Ils pourront saisir la justice.

« Nous avons le grand honneur de vous saisir en urgence, pour vous informer que, depuis ce matin à 6h30, Sosucam SA a connu un changement d’humeur de ses 250 salariés licenciés en raison du remaniement de l’entreprise », a-t-il ajouté. a écrit le secrétaire général du Syndicat des travailleurs camerounais (STC), Célestin Bama.
Le licenciement annoncé de 250 salariés pour cause de « défectuosité de l’emploi » par la Société sucrière du Cameroun (Sosucam) fait sensation sur les sites de Mbandjock et Nkoteng, dans la région du Centre. Après les négociations tripartites prescrites par le ministre du Travail, Grégoire Owona, les travailleurs ont barricadé certains bureaux et observé un mouvement de grève depuis le 15 juillet, provoquant l’intervention de la police.

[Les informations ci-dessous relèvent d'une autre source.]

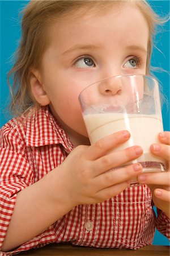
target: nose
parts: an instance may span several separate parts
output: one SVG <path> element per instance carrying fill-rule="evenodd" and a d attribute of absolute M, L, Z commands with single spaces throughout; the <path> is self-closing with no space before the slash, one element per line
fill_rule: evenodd
<path fill-rule="evenodd" d="M 120 78 L 109 78 L 100 81 L 99 91 L 101 94 L 105 96 L 120 95 L 122 92 L 122 83 Z"/>

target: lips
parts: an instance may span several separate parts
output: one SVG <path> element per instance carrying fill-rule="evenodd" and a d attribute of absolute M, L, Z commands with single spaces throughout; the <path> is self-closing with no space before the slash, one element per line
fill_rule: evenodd
<path fill-rule="evenodd" d="M 100 105 L 91 105 L 91 108 L 97 113 L 118 112 L 122 110 L 122 108 L 118 105 L 101 104 Z"/>

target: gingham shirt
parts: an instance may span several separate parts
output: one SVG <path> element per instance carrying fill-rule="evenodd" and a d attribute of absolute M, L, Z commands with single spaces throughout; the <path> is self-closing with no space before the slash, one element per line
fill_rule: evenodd
<path fill-rule="evenodd" d="M 57 167 L 74 148 L 48 108 L 14 118 L 0 133 L 0 246 L 14 211 L 16 193 Z M 155 227 L 169 237 L 169 222 L 158 217 L 148 187 L 131 187 L 108 200 L 78 205 L 9 255 L 50 242 L 137 249 L 152 243 Z M 24 232 L 23 230 L 23 232 Z"/>

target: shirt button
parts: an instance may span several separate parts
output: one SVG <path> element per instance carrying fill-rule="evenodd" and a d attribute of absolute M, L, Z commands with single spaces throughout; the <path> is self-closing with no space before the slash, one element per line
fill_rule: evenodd
<path fill-rule="evenodd" d="M 94 223 L 93 221 L 87 221 L 85 224 L 85 228 L 86 230 L 90 231 L 92 230 L 94 226 Z"/>

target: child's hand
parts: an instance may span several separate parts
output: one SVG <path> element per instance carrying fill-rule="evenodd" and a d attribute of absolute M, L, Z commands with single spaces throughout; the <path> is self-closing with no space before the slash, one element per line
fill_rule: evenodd
<path fill-rule="evenodd" d="M 108 154 L 108 151 L 128 141 L 126 131 L 116 133 L 94 144 L 79 146 L 66 158 L 61 174 L 67 201 L 73 206 L 98 203 L 118 194 L 130 180 L 142 171 L 139 164 L 110 170 L 139 157 L 142 149 L 133 146 Z"/>
<path fill-rule="evenodd" d="M 165 159 L 167 172 L 144 174 L 139 175 L 141 183 L 148 184 L 155 206 L 165 212 L 170 217 L 170 132 L 159 134 L 160 144 L 153 144 L 150 149 L 152 154 Z"/>

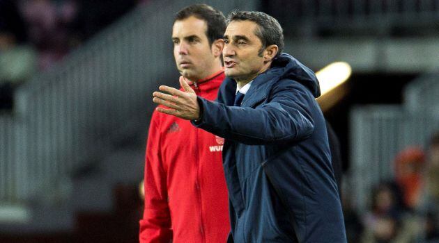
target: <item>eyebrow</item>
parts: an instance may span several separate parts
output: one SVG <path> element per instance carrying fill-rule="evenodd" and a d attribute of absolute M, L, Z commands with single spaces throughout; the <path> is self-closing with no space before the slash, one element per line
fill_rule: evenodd
<path fill-rule="evenodd" d="M 229 40 L 229 35 L 224 35 L 223 37 L 224 40 Z M 237 41 L 238 40 L 244 40 L 247 42 L 250 41 L 250 40 L 249 40 L 249 38 L 245 35 L 233 35 L 233 39 L 234 41 Z"/>
<path fill-rule="evenodd" d="M 197 38 L 197 39 L 200 39 L 200 37 L 199 37 L 198 35 L 189 35 L 189 36 L 185 36 L 185 37 L 183 37 L 183 38 L 184 40 L 188 40 L 188 39 L 190 39 L 190 38 Z M 178 39 L 180 39 L 180 38 L 179 38 L 179 37 L 172 37 L 172 40 L 178 40 Z"/>

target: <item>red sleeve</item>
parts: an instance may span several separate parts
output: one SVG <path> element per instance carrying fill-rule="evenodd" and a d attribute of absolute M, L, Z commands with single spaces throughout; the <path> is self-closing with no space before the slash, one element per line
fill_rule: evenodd
<path fill-rule="evenodd" d="M 171 216 L 167 203 L 166 172 L 160 153 L 160 131 L 155 112 L 148 133 L 145 156 L 145 208 L 140 220 L 140 243 L 170 242 Z"/>

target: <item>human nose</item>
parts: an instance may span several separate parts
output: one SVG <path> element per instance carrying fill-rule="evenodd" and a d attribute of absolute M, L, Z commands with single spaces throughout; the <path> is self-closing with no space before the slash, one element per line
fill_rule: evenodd
<path fill-rule="evenodd" d="M 235 56 L 236 53 L 235 52 L 235 49 L 229 44 L 224 45 L 224 47 L 222 49 L 222 56 Z"/>
<path fill-rule="evenodd" d="M 181 42 L 178 45 L 178 54 L 187 55 L 187 46 L 184 42 Z"/>

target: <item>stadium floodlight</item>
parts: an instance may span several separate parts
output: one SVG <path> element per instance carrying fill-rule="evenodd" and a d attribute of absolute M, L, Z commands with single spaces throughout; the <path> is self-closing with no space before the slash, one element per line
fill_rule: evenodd
<path fill-rule="evenodd" d="M 316 76 L 320 83 L 321 95 L 323 96 L 341 85 L 349 78 L 351 73 L 351 65 L 344 62 L 331 63 L 317 72 Z"/>

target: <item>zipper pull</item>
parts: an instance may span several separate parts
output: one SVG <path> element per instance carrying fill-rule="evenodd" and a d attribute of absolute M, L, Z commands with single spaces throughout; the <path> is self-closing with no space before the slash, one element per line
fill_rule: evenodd
<path fill-rule="evenodd" d="M 198 87 L 197 82 L 193 82 L 192 83 L 194 84 L 194 90 L 195 90 L 196 92 L 199 91 L 200 88 Z"/>

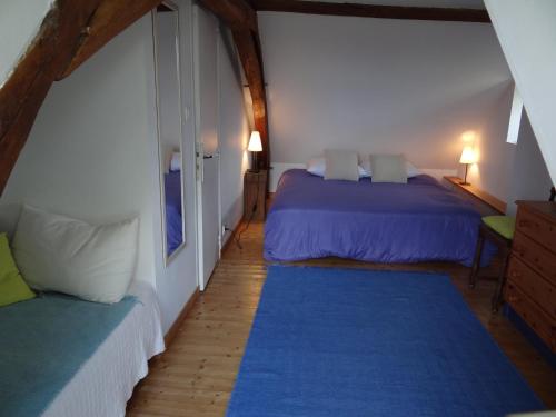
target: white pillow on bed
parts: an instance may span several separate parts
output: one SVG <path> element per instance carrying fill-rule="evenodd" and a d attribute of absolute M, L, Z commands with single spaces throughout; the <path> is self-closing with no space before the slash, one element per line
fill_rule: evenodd
<path fill-rule="evenodd" d="M 373 168 L 370 167 L 370 157 L 367 157 L 363 162 L 361 162 L 361 169 L 365 172 L 366 177 L 373 177 Z M 407 178 L 414 178 L 417 176 L 420 176 L 420 171 L 406 159 L 406 171 L 407 171 Z M 361 176 L 363 177 L 363 176 Z"/>
<path fill-rule="evenodd" d="M 13 256 L 34 289 L 118 302 L 135 272 L 138 230 L 138 218 L 92 226 L 23 206 Z"/>
<path fill-rule="evenodd" d="M 170 159 L 170 172 L 181 171 L 181 152 L 172 152 Z"/>
<path fill-rule="evenodd" d="M 361 166 L 358 166 L 359 178 L 369 177 Z M 325 157 L 314 157 L 307 162 L 307 172 L 314 176 L 324 177 L 326 171 L 326 159 Z"/>

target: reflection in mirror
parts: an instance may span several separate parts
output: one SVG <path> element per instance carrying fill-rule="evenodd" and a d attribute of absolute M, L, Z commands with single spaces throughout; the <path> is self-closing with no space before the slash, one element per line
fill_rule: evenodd
<path fill-rule="evenodd" d="M 186 241 L 181 153 L 178 9 L 165 1 L 153 12 L 162 234 L 170 259 Z"/>

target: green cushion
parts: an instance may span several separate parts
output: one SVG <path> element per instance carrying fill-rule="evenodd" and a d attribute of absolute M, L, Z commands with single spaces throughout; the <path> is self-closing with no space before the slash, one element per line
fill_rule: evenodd
<path fill-rule="evenodd" d="M 0 234 L 0 307 L 34 298 L 11 256 L 8 236 Z"/>
<path fill-rule="evenodd" d="M 496 231 L 498 235 L 504 236 L 506 239 L 514 238 L 514 230 L 516 228 L 516 218 L 513 216 L 487 216 L 483 218 L 485 225 Z"/>

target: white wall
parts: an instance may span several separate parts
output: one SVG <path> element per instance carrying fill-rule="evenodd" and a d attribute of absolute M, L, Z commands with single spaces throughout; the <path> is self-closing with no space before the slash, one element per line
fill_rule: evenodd
<path fill-rule="evenodd" d="M 0 3 L 0 88 L 34 39 L 53 0 L 2 0 Z"/>
<path fill-rule="evenodd" d="M 176 32 L 177 12 L 158 12 L 158 95 L 160 113 L 160 139 L 165 171 L 168 171 L 172 151 L 180 149 L 180 101 L 177 83 L 178 64 Z"/>
<path fill-rule="evenodd" d="M 467 180 L 503 201 L 508 199 L 512 188 L 512 170 L 516 146 L 506 141 L 512 109 L 513 82 L 500 85 L 488 91 L 492 95 L 490 119 L 476 131 L 475 150 L 478 162 L 469 167 Z M 459 167 L 464 177 L 464 167 Z"/>
<path fill-rule="evenodd" d="M 2 202 L 28 202 L 95 222 L 140 215 L 138 277 L 155 284 L 150 30 L 150 18 L 141 19 L 53 85 Z"/>
<path fill-rule="evenodd" d="M 259 26 L 272 163 L 344 147 L 453 170 L 464 131 L 503 147 L 512 82 L 490 24 L 261 12 Z"/>
<path fill-rule="evenodd" d="M 182 157 L 183 157 L 183 217 L 186 222 L 186 245 L 177 252 L 169 265 L 165 265 L 162 251 L 162 226 L 157 217 L 156 231 L 158 234 L 157 248 L 157 290 L 162 312 L 162 327 L 167 331 L 181 312 L 187 300 L 198 287 L 197 280 L 197 167 L 195 149 L 195 118 L 193 115 L 193 23 L 192 1 L 179 0 L 180 27 L 180 81 L 181 81 L 181 118 Z M 158 180 L 158 177 L 157 177 Z M 160 205 L 160 190 L 157 192 L 157 203 Z"/>
<path fill-rule="evenodd" d="M 485 4 L 556 182 L 556 1 L 485 0 Z"/>
<path fill-rule="evenodd" d="M 219 147 L 222 224 L 232 229 L 244 216 L 244 172 L 249 167 L 249 122 L 241 87 L 241 66 L 224 28 L 219 37 Z M 230 234 L 224 236 L 228 239 Z"/>

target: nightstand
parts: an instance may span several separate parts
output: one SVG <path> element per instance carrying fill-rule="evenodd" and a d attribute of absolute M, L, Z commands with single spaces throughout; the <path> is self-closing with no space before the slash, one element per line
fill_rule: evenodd
<path fill-rule="evenodd" d="M 265 220 L 268 170 L 246 171 L 244 176 L 244 219 Z M 252 217 L 251 217 L 252 216 Z"/>

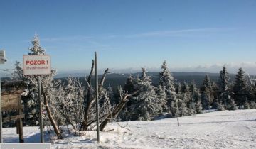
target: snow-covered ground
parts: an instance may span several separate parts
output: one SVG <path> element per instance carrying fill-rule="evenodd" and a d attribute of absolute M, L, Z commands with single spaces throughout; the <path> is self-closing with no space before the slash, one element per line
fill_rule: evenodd
<path fill-rule="evenodd" d="M 256 109 L 214 111 L 176 118 L 110 123 L 100 133 L 66 137 L 53 148 L 256 148 Z M 121 126 L 127 122 L 119 123 Z M 114 130 L 113 130 L 114 129 Z M 24 127 L 26 142 L 39 142 L 38 127 Z M 4 142 L 18 142 L 16 128 L 4 128 Z"/>

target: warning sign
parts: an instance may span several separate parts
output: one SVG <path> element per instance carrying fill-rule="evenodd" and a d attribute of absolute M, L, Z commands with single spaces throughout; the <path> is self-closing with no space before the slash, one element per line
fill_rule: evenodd
<path fill-rule="evenodd" d="M 23 68 L 24 75 L 50 74 L 50 57 L 48 55 L 25 55 Z"/>

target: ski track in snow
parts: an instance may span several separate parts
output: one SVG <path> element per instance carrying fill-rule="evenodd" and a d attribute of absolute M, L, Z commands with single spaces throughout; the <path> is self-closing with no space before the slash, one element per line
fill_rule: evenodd
<path fill-rule="evenodd" d="M 110 123 L 100 133 L 57 140 L 53 148 L 256 148 L 256 109 L 214 111 L 176 118 Z M 127 122 L 121 122 L 125 126 Z M 114 131 L 109 130 L 114 129 Z M 130 130 L 130 131 L 129 131 Z M 38 127 L 24 127 L 26 142 L 39 142 Z M 16 128 L 3 129 L 4 142 L 18 142 Z M 48 139 L 46 138 L 46 140 Z"/>

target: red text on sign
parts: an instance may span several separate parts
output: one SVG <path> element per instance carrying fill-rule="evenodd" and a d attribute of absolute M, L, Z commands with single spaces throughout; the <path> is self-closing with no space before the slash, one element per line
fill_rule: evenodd
<path fill-rule="evenodd" d="M 46 62 L 48 64 L 48 62 Z M 27 60 L 26 61 L 26 65 L 46 65 L 45 60 Z"/>

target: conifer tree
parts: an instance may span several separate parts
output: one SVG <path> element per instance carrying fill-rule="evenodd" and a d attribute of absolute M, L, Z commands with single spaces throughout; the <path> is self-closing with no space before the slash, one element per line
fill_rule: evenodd
<path fill-rule="evenodd" d="M 196 114 L 203 113 L 203 107 L 201 101 L 201 94 L 198 88 L 196 87 L 195 82 L 193 80 L 190 87 L 191 100 L 192 101 L 192 109 L 196 111 Z"/>
<path fill-rule="evenodd" d="M 233 96 L 235 102 L 238 106 L 244 105 L 248 98 L 248 91 L 245 72 L 242 68 L 239 69 L 238 74 L 235 75 L 233 91 L 235 94 Z"/>
<path fill-rule="evenodd" d="M 210 79 L 208 75 L 206 75 L 203 82 L 203 85 L 201 88 L 201 102 L 203 105 L 203 109 L 206 110 L 209 109 L 210 102 L 212 100 L 211 96 L 211 83 Z"/>
<path fill-rule="evenodd" d="M 159 114 L 161 114 L 164 111 L 167 111 L 167 106 L 166 106 L 166 89 L 164 87 L 162 87 L 161 85 L 159 85 L 157 87 L 156 90 L 156 94 L 158 95 L 159 101 L 159 106 L 161 106 L 160 109 L 161 111 L 159 111 Z"/>
<path fill-rule="evenodd" d="M 220 72 L 219 78 L 219 89 L 220 89 L 220 97 L 219 104 L 223 104 L 225 109 L 229 110 L 235 110 L 236 106 L 235 105 L 234 100 L 232 99 L 233 93 L 230 92 L 228 89 L 229 86 L 228 73 L 227 69 L 224 66 L 223 70 Z"/>
<path fill-rule="evenodd" d="M 159 85 L 166 89 L 168 112 L 175 115 L 176 111 L 175 108 L 175 105 L 176 105 L 176 93 L 174 87 L 175 79 L 168 69 L 166 61 L 161 65 L 161 70 L 162 71 L 159 74 Z"/>
<path fill-rule="evenodd" d="M 137 114 L 137 118 L 141 116 L 143 120 L 151 120 L 157 116 L 161 109 L 151 77 L 146 74 L 144 68 L 142 68 L 139 84 L 142 91 L 137 96 L 136 102 L 132 105 L 132 110 Z"/>
<path fill-rule="evenodd" d="M 32 47 L 29 48 L 30 52 L 28 53 L 28 55 L 45 55 L 46 51 L 40 46 L 39 38 L 37 35 L 35 35 L 33 40 L 31 41 Z M 21 73 L 21 71 L 19 71 Z M 58 128 L 58 124 L 56 123 L 56 121 L 55 119 L 58 118 L 58 116 L 54 115 L 53 113 L 51 112 L 52 108 L 50 107 L 50 100 L 53 98 L 52 96 L 54 94 L 54 92 L 55 92 L 55 88 L 54 87 L 55 85 L 58 84 L 58 82 L 53 80 L 53 77 L 55 74 L 55 70 L 52 70 L 52 74 L 50 75 L 43 76 L 41 79 L 41 89 L 42 89 L 42 96 L 43 99 L 43 106 L 47 111 L 48 116 L 45 116 L 48 120 L 50 120 L 51 126 L 53 126 L 56 136 L 58 138 L 61 138 L 61 133 Z M 20 74 L 21 75 L 21 74 Z M 23 74 L 22 74 L 23 75 Z M 33 114 L 28 114 L 28 118 L 36 119 L 36 121 L 34 121 L 36 124 L 38 124 L 37 121 L 38 111 L 38 84 L 37 79 L 33 76 L 26 76 L 26 79 L 27 80 L 26 83 L 28 86 L 29 93 L 28 94 L 28 96 L 26 96 L 26 101 L 24 104 L 28 104 L 28 106 L 27 107 L 29 108 L 28 109 L 28 113 L 32 113 Z M 28 114 L 27 114 L 28 115 Z"/>

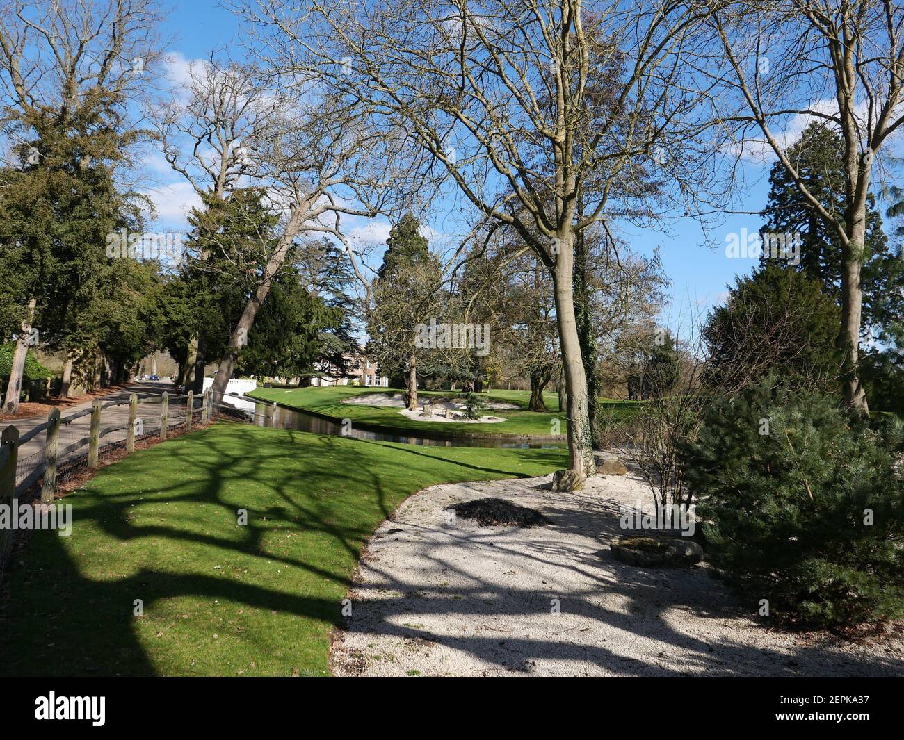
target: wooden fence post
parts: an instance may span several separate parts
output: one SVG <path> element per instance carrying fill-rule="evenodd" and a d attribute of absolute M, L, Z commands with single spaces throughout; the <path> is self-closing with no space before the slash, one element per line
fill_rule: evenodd
<path fill-rule="evenodd" d="M 169 406 L 169 393 L 165 390 L 160 397 L 160 438 L 166 439 L 166 407 Z"/>
<path fill-rule="evenodd" d="M 91 404 L 91 441 L 88 447 L 88 467 L 98 466 L 98 447 L 100 446 L 100 398 Z"/>
<path fill-rule="evenodd" d="M 138 397 L 132 394 L 128 397 L 128 427 L 126 429 L 126 454 L 135 452 L 135 422 L 138 417 Z"/>
<path fill-rule="evenodd" d="M 0 499 L 12 499 L 15 492 L 15 466 L 19 462 L 19 430 L 10 425 L 0 436 L 0 445 L 8 451 L 0 464 Z"/>
<path fill-rule="evenodd" d="M 44 478 L 41 483 L 41 502 L 51 503 L 56 493 L 56 463 L 60 449 L 60 409 L 54 408 L 47 415 L 50 426 L 44 440 Z"/>
<path fill-rule="evenodd" d="M 0 436 L 0 449 L 7 450 L 6 459 L 0 463 L 0 502 L 12 506 L 15 495 L 15 466 L 19 461 L 19 430 L 10 425 Z M 15 514 L 14 514 L 15 516 Z M 0 529 L 0 560 L 13 544 L 14 529 Z"/>

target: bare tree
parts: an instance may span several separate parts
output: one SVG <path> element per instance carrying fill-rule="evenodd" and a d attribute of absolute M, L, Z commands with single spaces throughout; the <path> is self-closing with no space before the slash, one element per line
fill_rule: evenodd
<path fill-rule="evenodd" d="M 867 205 L 883 147 L 904 122 L 904 13 L 892 0 L 769 0 L 711 6 L 716 116 L 739 148 L 772 153 L 843 245 L 844 397 L 869 413 L 860 379 L 861 269 Z M 789 158 L 786 129 L 822 120 L 844 142 L 846 208 L 833 213 Z"/>
<path fill-rule="evenodd" d="M 308 0 L 300 6 L 268 0 L 250 14 L 287 58 L 315 63 L 346 99 L 403 120 L 464 198 L 516 229 L 549 271 L 569 388 L 570 466 L 590 472 L 574 241 L 612 216 L 610 196 L 628 192 L 612 183 L 632 168 L 645 169 L 642 162 L 652 166 L 660 154 L 669 159 L 679 139 L 693 145 L 686 134 L 697 126 L 697 86 L 680 57 L 704 6 L 671 0 L 592 7 L 581 0 L 401 0 L 363 8 Z M 606 68 L 601 61 L 616 54 L 628 61 L 623 75 L 607 80 L 618 115 L 589 126 L 589 85 Z M 594 180 L 579 208 L 585 183 L 599 173 L 610 186 Z M 635 195 L 644 198 L 639 190 Z"/>
<path fill-rule="evenodd" d="M 51 129 L 78 131 L 80 122 L 99 112 L 119 135 L 116 145 L 137 139 L 127 124 L 127 100 L 157 74 L 164 44 L 155 34 L 160 13 L 153 0 L 9 0 L 0 6 L 0 86 L 5 133 L 15 144 L 32 146 L 40 166 L 42 136 Z M 80 132 L 84 134 L 85 132 Z M 80 163 L 87 166 L 88 155 Z M 99 245 L 102 247 L 103 245 Z M 36 295 L 31 286 L 18 335 L 5 410 L 14 413 L 30 341 Z M 72 352 L 64 369 L 71 373 Z M 65 395 L 68 388 L 62 390 Z"/>
<path fill-rule="evenodd" d="M 253 178 L 256 152 L 279 135 L 285 100 L 250 65 L 221 62 L 215 55 L 189 64 L 188 79 L 147 107 L 164 157 L 202 199 L 227 198 Z M 261 240 L 266 245 L 267 239 Z M 209 255 L 194 263 L 205 268 Z M 202 337 L 188 342 L 182 384 L 202 389 Z"/>
<path fill-rule="evenodd" d="M 370 109 L 350 110 L 318 89 L 310 74 L 285 70 L 266 56 L 259 61 L 200 65 L 190 76 L 187 102 L 158 118 L 165 155 L 197 192 L 226 198 L 237 187 L 262 187 L 283 215 L 276 241 L 260 239 L 256 258 L 263 267 L 219 364 L 215 397 L 225 392 L 296 239 L 320 233 L 340 240 L 369 291 L 342 218 L 391 212 L 402 190 L 395 167 L 404 148 L 391 131 L 370 125 Z"/>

« En effet, après lecture du protocole d’accord concernant le licenciement des travailleurs de la Compagnie sucrière du Cameroun, signé le 13 juillet 2021 par la Commission tripartite mise en place par vous le 22 juin [2021], pour étudier les conditions de licenciement des salariés de la Sosucam, les salariés licenciés ont noté qu’ils regrettaient que la direction générale, reconnaissant dans ses écrits que le licenciement est le résultat d’une restructuration, n’ait respecté aucune décision sur l’article 40 du Code du travail Code [qui prescrit des dédommagements en cas de licenciements économiques]. En outre, 79 travailleurs sur 250 qui avaient refusé de signer le protocole d’accord contraignant imposé par la Sosucam n’ont pas obtenu l’octroi de tout ce qui a été décidé et approuvé par la Commission tripartite. Cela a ajouté de l’huile sur le feu ce matin », explique-t-il.

Lacunes professionnelles

Pour le top management de l’entreprise, il ne s’agit pas d’un « licenciement économique » mais d’une « réhabilitation » ou d’une « relocalisation » de l’entreprise qui a connu des « défaillances professionnelles » de la part des salariés licenciés. La haute direction a refusé de commenter la décision des grévistes d’intenter une action en justice.

En plus du paiement intégral du mois de juin 2021, les grévistes réclament des indemnités de fin de carrière et de licenciement non imposables ; indemnité de rupture brutale du contrat (un salaire mensuel multiplié par le nombre d’années restant à travailler) ; ainsi que des primes de déménagement, de réinsertion sociale (12 mois de salaire de base échelonné), de bon divorce, de congés annuels, de fin de campagne et du 13ème mois. Par ailleurs, notons que les grévistes, qui menacent désormais de poursuites judiciaires pour « licenciement abusif », l’ancienneté n’a pas été prise en compte dans les propositions d’indemnisation.